Agree. That's what we saw during Vietnam. The public finally got involved because it couldn't be ignored that the children of "normies" were being sent overseas to die in a meaningless and stupid war.

happytoexplain 18 hours ago | parent | prev | next [-]

Utterly precise.

I absolutely love the idea of me or my children going through a challenging few years as a tool of our society, whether that be military training or something else.

...with the enormous caveat that our society must be cohesive, which it is no longer (culturally, politically - you name it).

reactordev 18 hours ago | parent | prev | next [-]

The issue is, in America, we gave those less fortunate the path of military service as we value the greedy, the corrupt, nepotistic, capitalist notion that if you have enough money, laws do not apply to you.

insane_dreamer 17 hours ago | parent | prev | next [-]

When's the last time Finland or Switzerland attacked or invaded another country? People are willing to engage in compulsory military service if they feel that it's truly meant to help the country defend itself from actual attack, not potentially being shipped off somewhere to serve some political or economic goal.

_doctor_love 16 hours ago | parent [-]

> When's the last time Finland or Switzerland attacked or invaded another country?

Not recently to my knowledge, but Finland has extensive experience being invaded given they are neighbors with Russia (and Sweden in the past). When your next door neighbor keeps seeing your country as "their property," you need means to push them back.

insane_dreamer 6 hours ago | parent [-]

Yes, that's my point. They have been invaded, and therefore needed to defend themselves; they have not been the aggressor.

JohnTHaller 18 hours ago | parent | prev | next [-]
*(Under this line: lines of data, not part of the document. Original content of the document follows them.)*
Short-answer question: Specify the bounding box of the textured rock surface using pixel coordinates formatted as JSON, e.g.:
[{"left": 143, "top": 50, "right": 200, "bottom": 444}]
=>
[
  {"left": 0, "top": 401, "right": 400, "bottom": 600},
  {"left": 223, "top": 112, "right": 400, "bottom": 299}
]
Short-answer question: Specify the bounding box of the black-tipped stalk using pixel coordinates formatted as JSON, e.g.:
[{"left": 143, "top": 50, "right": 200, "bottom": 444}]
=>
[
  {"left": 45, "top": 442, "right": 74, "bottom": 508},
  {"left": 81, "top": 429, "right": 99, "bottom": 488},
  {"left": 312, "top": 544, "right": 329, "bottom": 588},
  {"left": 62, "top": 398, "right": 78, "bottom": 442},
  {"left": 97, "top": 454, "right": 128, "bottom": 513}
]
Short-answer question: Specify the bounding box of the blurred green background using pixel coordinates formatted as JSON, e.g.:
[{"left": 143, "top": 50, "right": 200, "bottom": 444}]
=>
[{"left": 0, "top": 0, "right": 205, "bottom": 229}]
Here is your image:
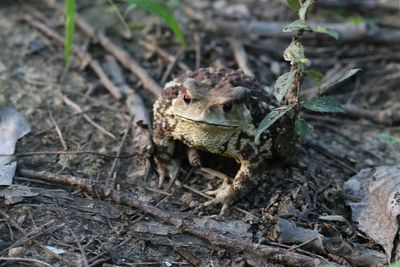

One of the many issues with this supposedly being for everyone is that rich folks like Donald Trump's dad will get a doctor to get them out of it. Rules for thee and not for me is basically their motto.

plorkyeran 16 hours ago | parent [-]

One of the benefits of it being some form of civil service and not specifically military service is that it eliminates large categories of medical exemptions from being relevant.

pseudalopex 5 hours ago | parent [-]

Civil servants are not sent to front lines commonly.

wahnfrieden 18 hours ago | parent | prev | next [-]

> And to agree with others on this thread, the folks who push for war should 100% be required to participate in them and lead from the front. Don't sell the rest of our lives while you hide in a nice air conditioned bunker.

It never happens because those in power use their power to avoid it, even if they bind the rest of us with rules they enforce. By saying they "should be required", you are promoting the idea that their desire for war is acceptable as long as they codify certain standards, which they are able to use their powers to personally circumvent.

_doctor_love 18 hours ago | parent [-]

> By saying they "should be required", you are promoting the idea that their desire for war is acceptable as long as they codify certain standards, which they are able to use their powers to personally circumvent.

I am not.

mrbnatural 18 hours ago | parent | next [-]

I absolutely read it as promoting war.

_doctor_love 18 hours ago | parent [-]

Well you are absolutely wrong.

mrbnatural 18 hours ago | parent | prev [-]

[flagged]

nmbrskeptix 18 hours ago | parent | prev | next [-]

[dead]

mrbnatural 18 hours ago | parent | prev [-]

Spoiler alert: military "service" is an oxymoron. No American has served me by joining the military and killing black, brown, and asian women and children

_doctor_love 18 hours ago | parent [-]

> No American has served me by joining the military and killing black, brown, and asian women and children

Oh? I would argue that most of us in the United States live in complete blissful ignore that our entire way of life is propped up by this.